Untamed Lowcountry

End of summer ritual: grasshoppers in the Lowcountry, camouflaged but not silent

Green and brown body coloration helps camouflage this bird grasshopper, protecting it from predators.
Green and brown body coloration helps camouflage this bird grasshopper, protecting it from predators.

Grasshoppers are among our most familiar and ancient insects, with ancestors dating back some 300 million years.

Worldwide, there are about 11,000 kinds, including 600 species in North America and dozens in South Carolina alone. They’re closely related to katydids and crickets, which have longer, more prominent antennae.

In the Lowcountry during these warm, late summer days, look for grasshoppers in meadows, farm fields, roadsides and gardens.

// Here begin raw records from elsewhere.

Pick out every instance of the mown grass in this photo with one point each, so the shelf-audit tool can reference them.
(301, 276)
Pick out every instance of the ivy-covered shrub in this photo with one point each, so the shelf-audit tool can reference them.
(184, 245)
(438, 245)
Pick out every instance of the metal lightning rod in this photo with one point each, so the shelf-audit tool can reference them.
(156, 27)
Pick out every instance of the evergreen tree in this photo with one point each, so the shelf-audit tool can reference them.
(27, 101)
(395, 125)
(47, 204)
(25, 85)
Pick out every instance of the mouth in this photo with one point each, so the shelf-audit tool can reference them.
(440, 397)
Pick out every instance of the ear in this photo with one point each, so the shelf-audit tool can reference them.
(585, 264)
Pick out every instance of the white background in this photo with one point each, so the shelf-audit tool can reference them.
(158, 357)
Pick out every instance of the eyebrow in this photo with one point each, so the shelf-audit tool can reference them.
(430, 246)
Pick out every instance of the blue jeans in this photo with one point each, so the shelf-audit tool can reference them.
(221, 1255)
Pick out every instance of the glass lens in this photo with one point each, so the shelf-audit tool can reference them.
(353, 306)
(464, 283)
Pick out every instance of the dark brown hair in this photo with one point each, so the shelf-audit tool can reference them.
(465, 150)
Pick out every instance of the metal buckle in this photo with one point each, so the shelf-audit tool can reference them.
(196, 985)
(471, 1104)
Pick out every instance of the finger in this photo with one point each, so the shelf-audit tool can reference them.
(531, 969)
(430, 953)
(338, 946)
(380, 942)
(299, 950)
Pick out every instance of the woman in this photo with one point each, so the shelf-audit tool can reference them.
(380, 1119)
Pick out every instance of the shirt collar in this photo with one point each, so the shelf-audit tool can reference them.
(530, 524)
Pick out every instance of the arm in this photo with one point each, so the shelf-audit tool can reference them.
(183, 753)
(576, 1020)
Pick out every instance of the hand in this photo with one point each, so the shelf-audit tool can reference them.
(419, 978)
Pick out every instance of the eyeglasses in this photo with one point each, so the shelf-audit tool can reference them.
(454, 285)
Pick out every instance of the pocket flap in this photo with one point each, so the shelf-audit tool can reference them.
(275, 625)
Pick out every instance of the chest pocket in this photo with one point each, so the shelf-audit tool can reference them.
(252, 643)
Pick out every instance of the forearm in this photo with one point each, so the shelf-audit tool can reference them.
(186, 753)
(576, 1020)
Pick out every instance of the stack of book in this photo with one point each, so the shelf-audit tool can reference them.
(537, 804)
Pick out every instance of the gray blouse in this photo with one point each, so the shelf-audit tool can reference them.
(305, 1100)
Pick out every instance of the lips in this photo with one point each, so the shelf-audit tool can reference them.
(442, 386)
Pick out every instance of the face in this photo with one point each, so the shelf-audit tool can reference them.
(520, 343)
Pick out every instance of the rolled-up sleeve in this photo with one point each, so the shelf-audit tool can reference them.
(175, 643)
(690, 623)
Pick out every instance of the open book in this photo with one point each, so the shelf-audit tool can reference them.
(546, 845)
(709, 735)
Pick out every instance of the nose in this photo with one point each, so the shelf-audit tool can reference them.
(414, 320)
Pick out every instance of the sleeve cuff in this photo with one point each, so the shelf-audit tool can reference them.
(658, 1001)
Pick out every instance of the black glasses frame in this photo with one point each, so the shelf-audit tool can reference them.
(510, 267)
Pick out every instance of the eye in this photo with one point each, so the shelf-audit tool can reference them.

Grasshoppers develop from eggs laid in pods deposited below the soil surface by females during the summer. A single pod can contain 10 to as many as 300 eggs. After a winter dormancy period, the eggs hatch the following spring or summer into nymphs — miniature, undeveloped versions of the adults.

Like adults, nymphs have sturdy jaws equipped for chomping on a wide variety of plants. In fact, they spend most of their time eating, periodically shedding their exoskeletons to accommodate their increasing size.

Over the next six weeks or so, nymphs also become sexually mature and, in most species, develop functional wings.

Because of their voracious appetites, grasshoppers can cause damage in gardens and farms, but only a few species have become notorious pests.

In 1875, for example, the Rocky Mountain locust (Melanoplus spretus), now extinct, caused unimaginable devastation to crops in the Midwest. Migratory swarms of these gregarious grasshoppers contained billions of individuals, each able to eat its own weight in a single day.

Today, periodic infestations by other species of locusts still threaten croplands in East Africa, Southwest Asia, the Middle East, and elsewhere in the world — though fortunately not in the Lowcountry.

Overall, in fact, grasshoppers play an important ecological role by being food themselves for rodents, birds, snakes, raccoons, spiders, praying mantises and many other predators.

They also exhibit a wide array of anti-predator defense mechanisms.

Most have the familiar, if startling, habit of launching themselves explosively from the ground when approached. Large grasshoppers can leap distances of three feet — about 20 body lengths — thanks to strong muscles in their hind legs.

After landing, a grasshopper usually runs a short distance and then turns, ready to jump again in a different direction. This tactic may confuse a predator about its exact location.

Many species, such as bird grasshoppers (Schistocerca spp.), also make short, evasive flights when disturbed.

And when they’re motionless, most grasshoppers are hard to spot, since they’re well camouflaged by their green or brownish body coloration.

Eastern lubbers (Romalea microptera), though, are more conspicuous. These robust, three-inch-long insects, common in the Southeast, vary in color pattern, but many are yellow or tawny with pink and black accents.

Lubbers can’t fly, and they’re poor jumpers. Instead, they deter predators by sequestering toxic alkaloids from plants in their diet. Their brighter colors serve as “warning coloration,” advertising their unpalatability.

If grasped by a predator, many grasshoppers regurgitate a dark, repellent liquid (“tobacco spit”). Lubbers go even further, releasing a noxious, frothy substance and producing loud hisses by forcing air out of small breathing holes along the body.

Grasshoppers also produce sounds by scraping a row of pegs on their hind legs against the thickened edges of their forewings. These “stridulations” are species-specific and typically performed by males to attract females.

Compared to katydids and crickets, famous for their loud, buzzy, rasping songs, stridulating grasshoppers are fairly quiet.

But their reliable abundance in our fields and gardens this time of year is a familiar sign of the end of summer and the coming of fall.